Un consumo da digital food potrebbe far perdere molto della pasta di una musica, che è stata volutamente registrata su analogico. Gli intrecci degli strumenti, protratti in jam apparentemente spontanee come in Indian Song, fanno pensare a live appassionati e coinvolti. La voce è esclusivamente funzionale al sogno che si dipana lungo le dieci tracce, con testi onirici, tutti in italiano, non riferibili a storie vere e proprie. La musica degli Underfloor ha una trama ricca, che richiede un ascolto attento. Quello proposto è un sound che unisce new wave e progressive e segna con decisione una svolta nella produzione dell’ensemble fiorentino: la viola diventa lo strumento solista, mentre la chitarra acustica ha ora un ruolo preminente lungo tutto il disco, sostenuta dalla robusta ritmica in primo piano di basso e batteria. [...]
“Quattro” si presenta fin da subito per quello che è, un gran bel disco di psichedelia contaminata, dentro il quale si fondono in un’indivisibile sonica unità pensante tutti gli individualismi in campo; dieci episodi attraverso i quali gli Underfloor prendono definitivamente coscienza delle proprie capacità compositive, alternando ardite evoluzioni orchestrali (in odor di prog) a più frivoli disimpegni radiofonici con disarmante disinvoltura, forse senza neanche sfruttare a pieno il proprio carburante artistico; la saggezza ritmica e vocale di Guido Melis, la versatilità sulle 6 corde di Marco Superti, la tonicità metronomica di Lorenzo Desiati e gli spasmi su archi di Giulia Nutini – vero baricentro immaginifico nell’impasto elettro/acustico d’insieme – partoriscono in serie il progressive tribale di Indian Song, la grazia melodica quasi preraffaellita di Lei non sa, l’intermezzo folk-impressionista di Solaris, il pop complesso di Intorno a me e tutto il resto ancora, a completare un affresco analogico d’inquieta bellezza.
La mescolanza tra indie e una certa tipologia di progressive di stampo italico sembra essere un interessante pattern di fondo per molte partiture, le cui digressioni sonore vengono impreziosite dalla suadente vocalità vissuta spesso come strumento aggiuntivo.

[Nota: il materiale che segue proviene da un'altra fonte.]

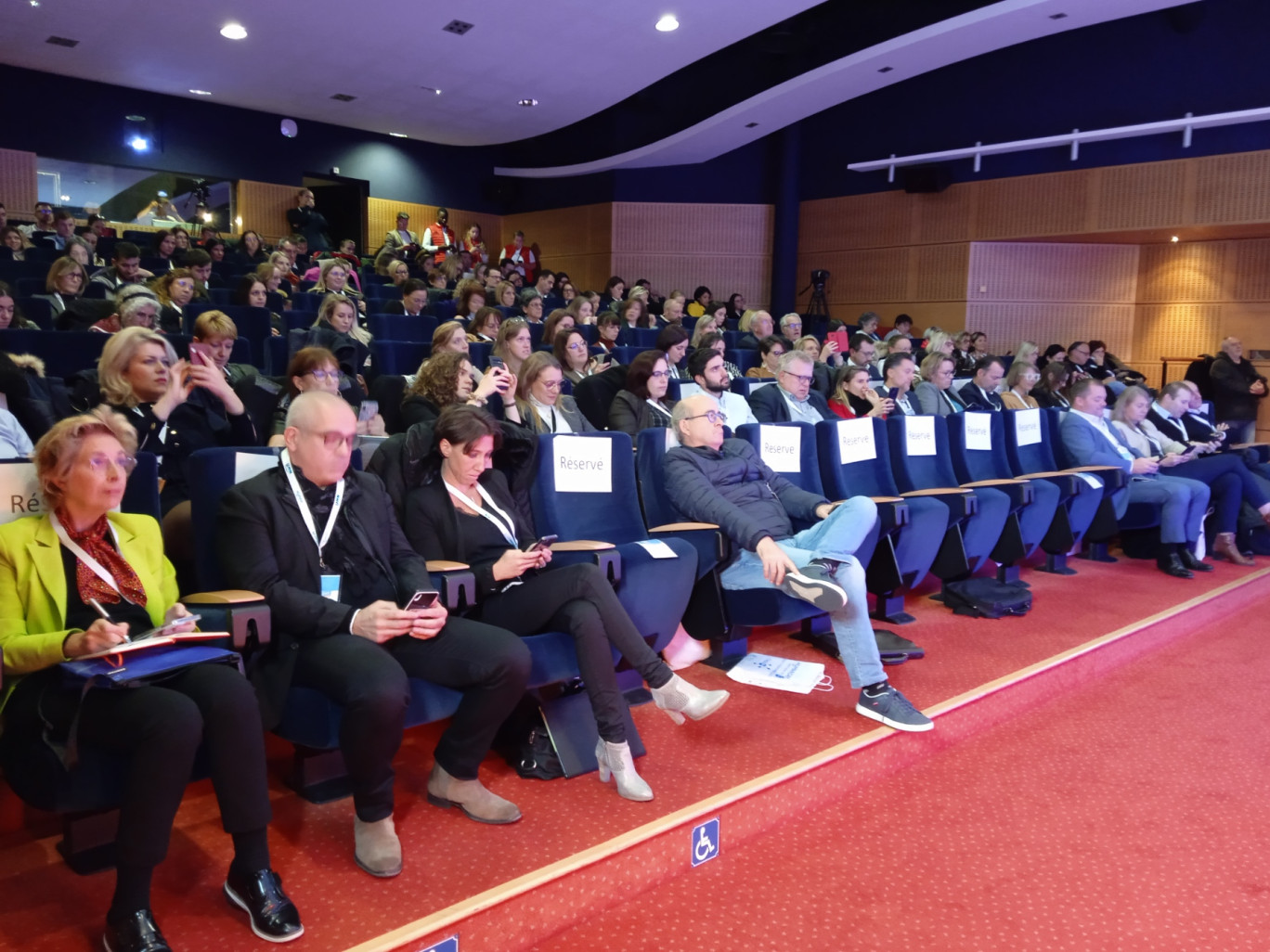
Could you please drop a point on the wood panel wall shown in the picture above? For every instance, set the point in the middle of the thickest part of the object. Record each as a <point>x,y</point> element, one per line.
<point>577,240</point>
<point>263,209</point>
<point>725,248</point>
<point>18,188</point>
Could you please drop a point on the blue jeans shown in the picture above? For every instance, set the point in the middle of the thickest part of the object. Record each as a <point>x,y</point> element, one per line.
<point>836,537</point>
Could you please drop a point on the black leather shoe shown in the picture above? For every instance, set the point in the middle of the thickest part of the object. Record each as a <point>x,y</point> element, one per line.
<point>1173,565</point>
<point>135,933</point>
<point>273,916</point>
<point>1190,561</point>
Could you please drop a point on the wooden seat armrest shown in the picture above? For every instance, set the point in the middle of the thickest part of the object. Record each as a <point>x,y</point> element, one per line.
<point>580,545</point>
<point>227,597</point>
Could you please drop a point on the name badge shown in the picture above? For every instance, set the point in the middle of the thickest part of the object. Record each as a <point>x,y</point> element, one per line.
<point>330,586</point>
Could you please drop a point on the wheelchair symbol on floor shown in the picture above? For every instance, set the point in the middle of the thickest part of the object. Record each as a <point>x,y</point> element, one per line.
<point>705,842</point>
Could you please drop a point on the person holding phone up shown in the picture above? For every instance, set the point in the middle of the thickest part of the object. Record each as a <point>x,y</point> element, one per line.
<point>465,511</point>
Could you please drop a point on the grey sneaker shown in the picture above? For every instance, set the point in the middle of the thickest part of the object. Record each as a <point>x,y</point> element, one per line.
<point>813,583</point>
<point>894,710</point>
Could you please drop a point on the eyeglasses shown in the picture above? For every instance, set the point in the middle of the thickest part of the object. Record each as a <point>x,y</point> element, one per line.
<point>100,462</point>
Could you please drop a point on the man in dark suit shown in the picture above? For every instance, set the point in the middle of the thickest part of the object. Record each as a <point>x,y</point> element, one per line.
<point>793,397</point>
<point>414,299</point>
<point>320,542</point>
<point>980,392</point>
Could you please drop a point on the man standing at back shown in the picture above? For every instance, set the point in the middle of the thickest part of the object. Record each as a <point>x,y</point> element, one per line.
<point>724,482</point>
<point>320,542</point>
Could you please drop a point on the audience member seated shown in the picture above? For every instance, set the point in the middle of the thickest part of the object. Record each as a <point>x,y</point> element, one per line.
<point>89,554</point>
<point>135,306</point>
<point>175,289</point>
<point>755,325</point>
<point>710,372</point>
<point>791,399</point>
<point>935,393</point>
<point>862,352</point>
<point>484,327</point>
<point>538,403</point>
<point>334,281</point>
<point>1228,480</point>
<point>855,397</point>
<point>1052,387</point>
<point>314,517</point>
<point>465,511</point>
<point>980,392</point>
<point>573,354</point>
<point>898,371</point>
<point>1020,380</point>
<point>1238,390</point>
<point>642,404</point>
<point>513,345</point>
<point>62,285</point>
<point>1091,441</point>
<point>771,349</point>
<point>672,341</point>
<point>445,380</point>
<point>724,482</point>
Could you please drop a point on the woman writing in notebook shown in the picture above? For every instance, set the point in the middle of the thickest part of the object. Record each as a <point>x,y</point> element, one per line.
<point>466,511</point>
<point>74,583</point>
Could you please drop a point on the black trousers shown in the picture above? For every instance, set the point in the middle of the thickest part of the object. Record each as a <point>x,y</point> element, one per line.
<point>158,728</point>
<point>489,665</point>
<point>578,599</point>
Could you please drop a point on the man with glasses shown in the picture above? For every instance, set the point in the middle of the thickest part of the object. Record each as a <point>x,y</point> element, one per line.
<point>725,482</point>
<point>320,542</point>
<point>793,397</point>
<point>709,372</point>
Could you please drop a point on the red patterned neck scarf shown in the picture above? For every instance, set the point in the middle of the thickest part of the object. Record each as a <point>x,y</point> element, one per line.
<point>93,540</point>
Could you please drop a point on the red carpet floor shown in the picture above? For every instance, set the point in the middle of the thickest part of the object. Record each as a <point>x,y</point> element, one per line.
<point>1127,815</point>
<point>449,858</point>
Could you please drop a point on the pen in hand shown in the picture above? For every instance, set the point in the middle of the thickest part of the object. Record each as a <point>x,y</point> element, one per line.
<point>97,607</point>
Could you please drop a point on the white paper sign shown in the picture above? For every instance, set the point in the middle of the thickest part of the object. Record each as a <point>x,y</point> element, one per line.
<point>20,492</point>
<point>978,431</point>
<point>1027,427</point>
<point>248,465</point>
<point>583,465</point>
<point>856,441</point>
<point>780,447</point>
<point>920,435</point>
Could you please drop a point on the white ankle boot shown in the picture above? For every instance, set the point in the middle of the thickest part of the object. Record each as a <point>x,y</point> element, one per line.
<point>679,699</point>
<point>616,759</point>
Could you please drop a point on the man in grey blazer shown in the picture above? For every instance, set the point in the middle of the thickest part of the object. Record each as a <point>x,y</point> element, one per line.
<point>1183,503</point>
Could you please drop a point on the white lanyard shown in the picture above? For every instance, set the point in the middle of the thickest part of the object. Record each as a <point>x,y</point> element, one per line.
<point>504,526</point>
<point>94,566</point>
<point>304,508</point>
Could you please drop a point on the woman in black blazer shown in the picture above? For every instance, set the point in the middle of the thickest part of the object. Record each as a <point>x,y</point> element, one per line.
<point>466,513</point>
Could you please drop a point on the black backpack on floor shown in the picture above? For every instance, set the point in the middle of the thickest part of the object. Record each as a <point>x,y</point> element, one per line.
<point>986,598</point>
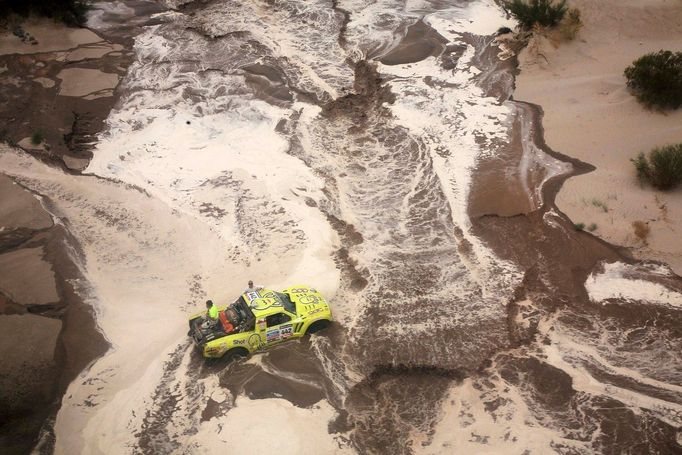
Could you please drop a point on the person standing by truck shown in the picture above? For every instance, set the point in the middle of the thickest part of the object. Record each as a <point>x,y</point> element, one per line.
<point>252,288</point>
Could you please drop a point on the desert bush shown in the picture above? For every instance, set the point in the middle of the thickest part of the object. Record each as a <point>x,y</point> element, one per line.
<point>542,12</point>
<point>656,79</point>
<point>71,12</point>
<point>663,167</point>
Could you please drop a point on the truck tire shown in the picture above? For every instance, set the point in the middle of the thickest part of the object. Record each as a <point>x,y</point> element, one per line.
<point>317,326</point>
<point>236,354</point>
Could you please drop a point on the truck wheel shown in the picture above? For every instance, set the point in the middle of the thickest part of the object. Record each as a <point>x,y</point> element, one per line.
<point>236,354</point>
<point>317,326</point>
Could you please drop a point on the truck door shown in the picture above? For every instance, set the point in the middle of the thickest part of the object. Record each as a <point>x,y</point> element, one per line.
<point>279,328</point>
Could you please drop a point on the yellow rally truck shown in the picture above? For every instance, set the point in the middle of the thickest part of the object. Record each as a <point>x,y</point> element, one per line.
<point>259,319</point>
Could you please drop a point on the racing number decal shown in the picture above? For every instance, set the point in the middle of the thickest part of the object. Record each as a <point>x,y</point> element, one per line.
<point>280,333</point>
<point>272,335</point>
<point>308,299</point>
<point>254,341</point>
<point>286,331</point>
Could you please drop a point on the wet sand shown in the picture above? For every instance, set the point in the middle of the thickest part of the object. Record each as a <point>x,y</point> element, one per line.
<point>415,389</point>
<point>589,114</point>
<point>49,335</point>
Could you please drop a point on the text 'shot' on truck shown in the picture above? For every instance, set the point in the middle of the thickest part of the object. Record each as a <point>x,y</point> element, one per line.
<point>260,319</point>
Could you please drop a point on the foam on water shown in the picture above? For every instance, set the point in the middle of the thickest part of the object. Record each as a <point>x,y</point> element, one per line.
<point>199,184</point>
<point>613,285</point>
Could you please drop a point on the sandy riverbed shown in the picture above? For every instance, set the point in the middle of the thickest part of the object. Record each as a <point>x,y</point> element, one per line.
<point>590,115</point>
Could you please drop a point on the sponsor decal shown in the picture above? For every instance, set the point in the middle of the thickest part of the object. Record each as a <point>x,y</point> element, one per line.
<point>254,340</point>
<point>263,303</point>
<point>286,331</point>
<point>308,299</point>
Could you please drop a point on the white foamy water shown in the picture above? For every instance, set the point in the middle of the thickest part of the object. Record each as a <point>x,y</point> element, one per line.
<point>222,162</point>
<point>613,285</point>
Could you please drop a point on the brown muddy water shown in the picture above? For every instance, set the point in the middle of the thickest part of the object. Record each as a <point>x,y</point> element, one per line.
<point>375,151</point>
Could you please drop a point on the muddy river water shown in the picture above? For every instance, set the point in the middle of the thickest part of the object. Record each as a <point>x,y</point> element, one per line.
<point>373,150</point>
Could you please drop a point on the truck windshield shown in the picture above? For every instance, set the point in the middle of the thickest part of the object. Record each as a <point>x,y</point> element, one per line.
<point>286,301</point>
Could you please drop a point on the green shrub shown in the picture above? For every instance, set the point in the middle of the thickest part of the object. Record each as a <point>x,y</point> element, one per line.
<point>656,79</point>
<point>37,137</point>
<point>542,12</point>
<point>663,168</point>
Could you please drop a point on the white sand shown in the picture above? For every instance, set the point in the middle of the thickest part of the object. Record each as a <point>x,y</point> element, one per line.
<point>270,426</point>
<point>590,115</point>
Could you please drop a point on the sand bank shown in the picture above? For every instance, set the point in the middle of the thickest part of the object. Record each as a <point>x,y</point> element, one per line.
<point>590,115</point>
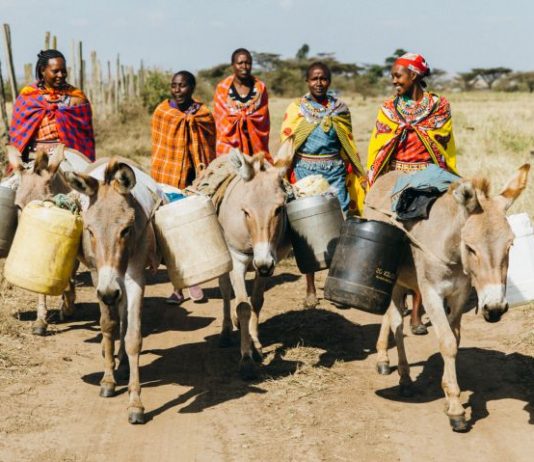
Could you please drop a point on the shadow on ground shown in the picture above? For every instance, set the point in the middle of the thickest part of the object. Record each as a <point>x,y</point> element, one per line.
<point>487,375</point>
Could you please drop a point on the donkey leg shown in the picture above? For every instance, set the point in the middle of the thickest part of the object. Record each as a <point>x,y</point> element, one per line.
<point>311,292</point>
<point>247,366</point>
<point>134,291</point>
<point>257,303</point>
<point>448,348</point>
<point>40,324</point>
<point>225,286</point>
<point>108,324</point>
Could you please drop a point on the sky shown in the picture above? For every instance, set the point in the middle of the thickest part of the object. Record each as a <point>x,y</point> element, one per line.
<point>454,35</point>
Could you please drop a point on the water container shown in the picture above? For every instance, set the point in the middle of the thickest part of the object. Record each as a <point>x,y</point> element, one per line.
<point>44,249</point>
<point>364,268</point>
<point>315,224</point>
<point>520,280</point>
<point>192,241</point>
<point>8,219</point>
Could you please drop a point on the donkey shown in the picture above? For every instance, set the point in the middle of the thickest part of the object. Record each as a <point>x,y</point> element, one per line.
<point>39,182</point>
<point>464,243</point>
<point>252,215</point>
<point>118,241</point>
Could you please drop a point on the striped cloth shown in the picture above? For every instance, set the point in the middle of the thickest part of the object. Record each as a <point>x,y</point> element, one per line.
<point>244,126</point>
<point>74,123</point>
<point>182,144</point>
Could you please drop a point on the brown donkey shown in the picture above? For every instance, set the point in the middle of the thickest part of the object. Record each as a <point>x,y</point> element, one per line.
<point>252,214</point>
<point>464,243</point>
<point>41,181</point>
<point>118,241</point>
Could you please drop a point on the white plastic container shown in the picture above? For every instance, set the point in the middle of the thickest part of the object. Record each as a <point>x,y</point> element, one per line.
<point>520,279</point>
<point>192,241</point>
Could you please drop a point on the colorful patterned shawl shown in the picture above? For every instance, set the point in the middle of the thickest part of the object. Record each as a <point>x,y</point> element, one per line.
<point>300,121</point>
<point>434,131</point>
<point>181,143</point>
<point>74,123</point>
<point>240,123</point>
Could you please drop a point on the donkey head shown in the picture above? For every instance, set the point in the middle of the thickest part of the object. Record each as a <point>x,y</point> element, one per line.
<point>40,181</point>
<point>109,226</point>
<point>262,207</point>
<point>486,238</point>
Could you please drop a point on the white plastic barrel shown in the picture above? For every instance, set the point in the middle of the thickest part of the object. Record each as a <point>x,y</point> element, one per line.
<point>192,241</point>
<point>520,279</point>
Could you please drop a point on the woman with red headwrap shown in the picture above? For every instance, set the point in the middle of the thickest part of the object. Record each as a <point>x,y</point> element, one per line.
<point>413,130</point>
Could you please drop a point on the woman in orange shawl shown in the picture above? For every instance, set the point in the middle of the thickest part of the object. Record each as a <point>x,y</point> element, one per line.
<point>183,144</point>
<point>183,135</point>
<point>412,130</point>
<point>50,111</point>
<point>241,109</point>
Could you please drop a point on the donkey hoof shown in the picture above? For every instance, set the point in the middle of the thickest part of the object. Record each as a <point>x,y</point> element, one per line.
<point>406,390</point>
<point>248,369</point>
<point>459,424</point>
<point>107,390</point>
<point>311,301</point>
<point>383,368</point>
<point>136,417</point>
<point>225,341</point>
<point>39,329</point>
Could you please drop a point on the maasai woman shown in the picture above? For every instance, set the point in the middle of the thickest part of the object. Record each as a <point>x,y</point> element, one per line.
<point>241,109</point>
<point>413,129</point>
<point>183,144</point>
<point>51,111</point>
<point>317,132</point>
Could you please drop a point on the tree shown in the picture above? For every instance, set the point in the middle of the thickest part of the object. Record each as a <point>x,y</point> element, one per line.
<point>491,74</point>
<point>302,52</point>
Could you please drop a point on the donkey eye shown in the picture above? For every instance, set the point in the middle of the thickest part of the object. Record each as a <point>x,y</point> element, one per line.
<point>126,231</point>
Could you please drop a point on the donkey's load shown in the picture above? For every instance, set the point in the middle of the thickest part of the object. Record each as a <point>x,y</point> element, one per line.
<point>192,241</point>
<point>520,280</point>
<point>364,268</point>
<point>315,226</point>
<point>44,249</point>
<point>8,219</point>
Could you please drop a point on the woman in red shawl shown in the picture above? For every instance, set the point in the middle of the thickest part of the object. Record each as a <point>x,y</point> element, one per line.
<point>241,109</point>
<point>50,111</point>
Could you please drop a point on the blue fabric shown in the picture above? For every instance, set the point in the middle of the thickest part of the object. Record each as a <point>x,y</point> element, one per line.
<point>334,172</point>
<point>431,178</point>
<point>319,142</point>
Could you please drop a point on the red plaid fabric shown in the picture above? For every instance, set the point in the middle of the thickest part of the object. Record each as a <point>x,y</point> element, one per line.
<point>74,123</point>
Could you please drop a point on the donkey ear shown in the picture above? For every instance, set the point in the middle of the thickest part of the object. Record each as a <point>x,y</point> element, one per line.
<point>514,187</point>
<point>241,164</point>
<point>124,178</point>
<point>82,183</point>
<point>465,194</point>
<point>15,158</point>
<point>41,162</point>
<point>55,162</point>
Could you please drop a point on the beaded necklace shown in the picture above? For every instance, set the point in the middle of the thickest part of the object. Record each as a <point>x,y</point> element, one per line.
<point>412,110</point>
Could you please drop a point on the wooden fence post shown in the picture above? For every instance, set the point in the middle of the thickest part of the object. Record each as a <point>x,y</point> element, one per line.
<point>9,60</point>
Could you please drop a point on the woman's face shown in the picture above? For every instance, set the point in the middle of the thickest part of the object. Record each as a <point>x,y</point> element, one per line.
<point>55,73</point>
<point>403,79</point>
<point>242,66</point>
<point>318,82</point>
<point>181,89</point>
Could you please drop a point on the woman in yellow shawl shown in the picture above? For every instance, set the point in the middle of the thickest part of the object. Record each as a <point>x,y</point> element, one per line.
<point>413,129</point>
<point>317,137</point>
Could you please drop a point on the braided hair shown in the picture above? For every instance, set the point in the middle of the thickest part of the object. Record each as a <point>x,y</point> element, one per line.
<point>42,61</point>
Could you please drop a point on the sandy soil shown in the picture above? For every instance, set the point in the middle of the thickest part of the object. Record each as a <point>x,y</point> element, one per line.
<point>318,397</point>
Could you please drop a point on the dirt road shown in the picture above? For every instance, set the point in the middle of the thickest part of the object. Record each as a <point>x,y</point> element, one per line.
<point>318,399</point>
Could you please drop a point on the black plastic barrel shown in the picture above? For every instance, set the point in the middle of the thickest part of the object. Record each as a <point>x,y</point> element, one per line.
<point>364,267</point>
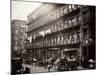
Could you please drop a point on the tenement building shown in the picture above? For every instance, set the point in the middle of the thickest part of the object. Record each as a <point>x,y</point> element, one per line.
<point>61,31</point>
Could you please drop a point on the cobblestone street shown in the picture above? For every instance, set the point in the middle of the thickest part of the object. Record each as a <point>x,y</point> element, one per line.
<point>36,69</point>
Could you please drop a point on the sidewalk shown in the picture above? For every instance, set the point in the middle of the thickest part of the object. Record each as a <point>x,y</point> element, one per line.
<point>37,69</point>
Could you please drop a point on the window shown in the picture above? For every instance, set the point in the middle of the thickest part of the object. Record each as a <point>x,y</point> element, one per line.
<point>70,23</point>
<point>70,8</point>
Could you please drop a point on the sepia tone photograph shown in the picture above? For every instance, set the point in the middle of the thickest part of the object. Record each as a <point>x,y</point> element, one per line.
<point>52,37</point>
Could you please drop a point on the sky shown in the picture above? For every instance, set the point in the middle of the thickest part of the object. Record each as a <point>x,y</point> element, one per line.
<point>21,9</point>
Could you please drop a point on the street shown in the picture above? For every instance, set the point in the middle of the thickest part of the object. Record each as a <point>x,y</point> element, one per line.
<point>37,69</point>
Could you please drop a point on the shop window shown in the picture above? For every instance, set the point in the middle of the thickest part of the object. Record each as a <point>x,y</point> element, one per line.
<point>73,7</point>
<point>65,24</point>
<point>70,8</point>
<point>70,23</point>
<point>65,10</point>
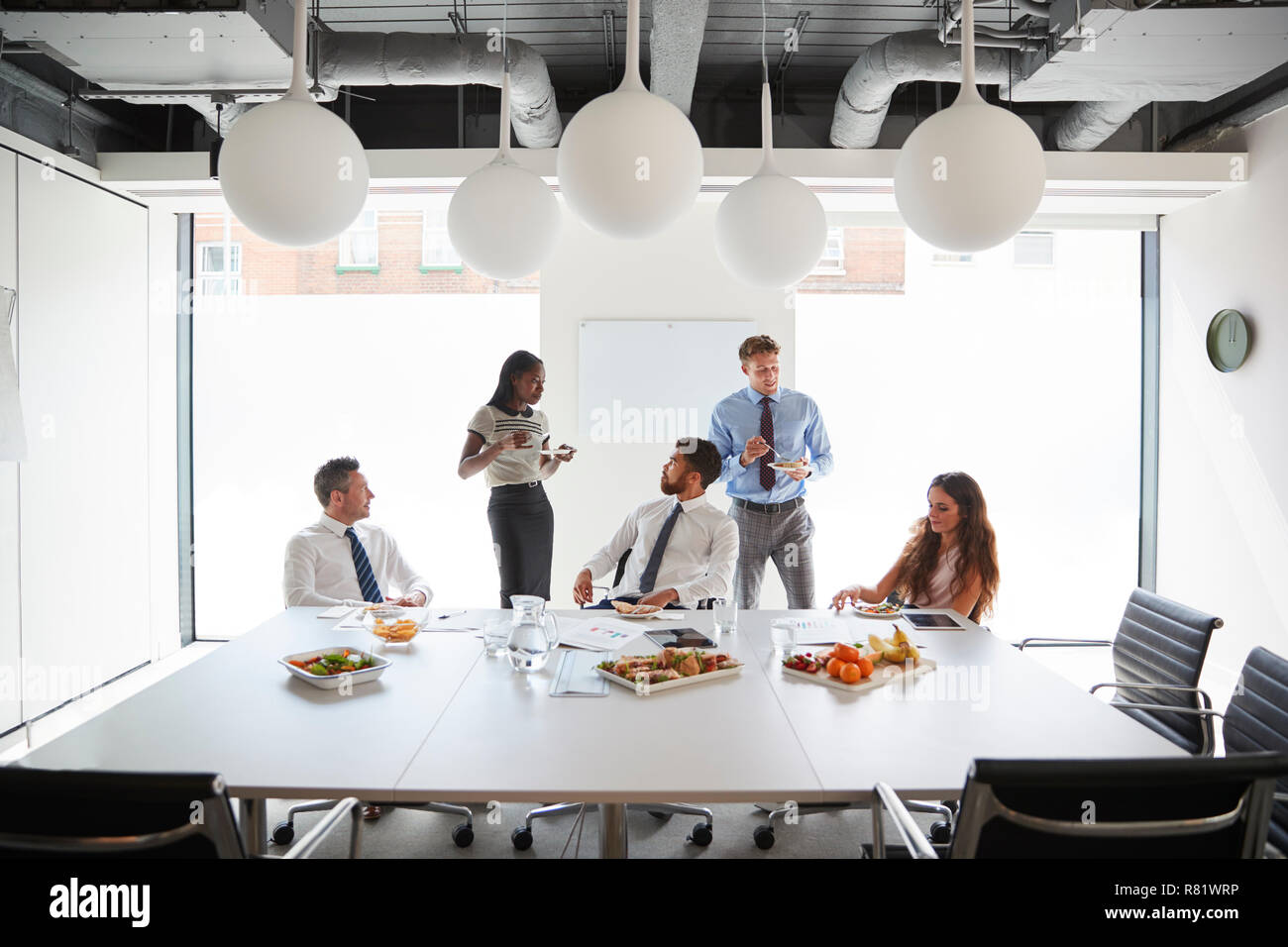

L’approccio minimale di Linee di confine, arriva poi a disorientare nei suo approcci armonici, che maturano verso un piacevole riff anticipatorio dello scheletro musicale, pronto ad essere percepito solo dopo alcuni ascolti, assolutamente necessari per comprendere le molte sfumature degli Underfloor.
Se dovessi inquadrarli in un genere non ci riuscirei. Recuperano sicuramente il mondo cantautorale italiano, i testi sono tutti nella nostra lingua madre pur presentando talvolta titoli in inglese. Ma musicalmente non si avvicinano affatto alla tradizione nostrana. Hanno conservato forti riferimenti al rock alternativo che però sono colorati dalla presenza costante della viola [...] Quello degli Underfloor è un progetto originale e interessante che può trovare ampi spazi di espressività dal vivo.
Attivi da un decennio, i fiorentini meritano un plauso per la qualità delle loro proposte che mai è venuta meno (certificata da “Intorno a me”) e per una coerenza che, se è pur troppo vero che raramente paga, almeno consente loro di affrontare a testa alta le prove che li attendono. Il quarto disco è quello delle conferme, ma anche delle ripartenze, possibili solo se si è fatto scorta di esperienza, nel caso degli Underfloor lo slancio e l’entusiasmo li porteranno lontani. Curata, come loro consuetudine, la grafica del booklet e di rilievo la nitida produzione.
A Firenze abbiamo una band che ha reinventato la psichedelia e il progressive. Che ha preso una viola “classica” come quella di Giulia Nuti e l’ha fusa con una delle chitarre rock più “orchestrali” in circolazione, quella di Marco Superti. Guidata dalla voce e dal basso di Guido Melis e resa potente dalla gaudente batteria di Lorenzo Desiati. Una band che fa poesia solo con i suoni, senza contare poi che anche con le parole aprono le porte di mondi eterei e volatili di grande raffinazione. È futuristica e vintage allo stesso tempo. In questo nuovo lavoro ognuno dei musicisti è come se andasse alla ricerca del proprio suono, perfezionando la cura strumentale per poi fondersi insieme. Segnaliamo la psichedelica Indian Song (con i virtuosismi di Giulia Nuti), la complessa Linee di confine, la ballata onirica Intorno a me, il rock swingato di Stomp. Tutto registrato in analogico, come una volta. Ma il risultato è molto attuale.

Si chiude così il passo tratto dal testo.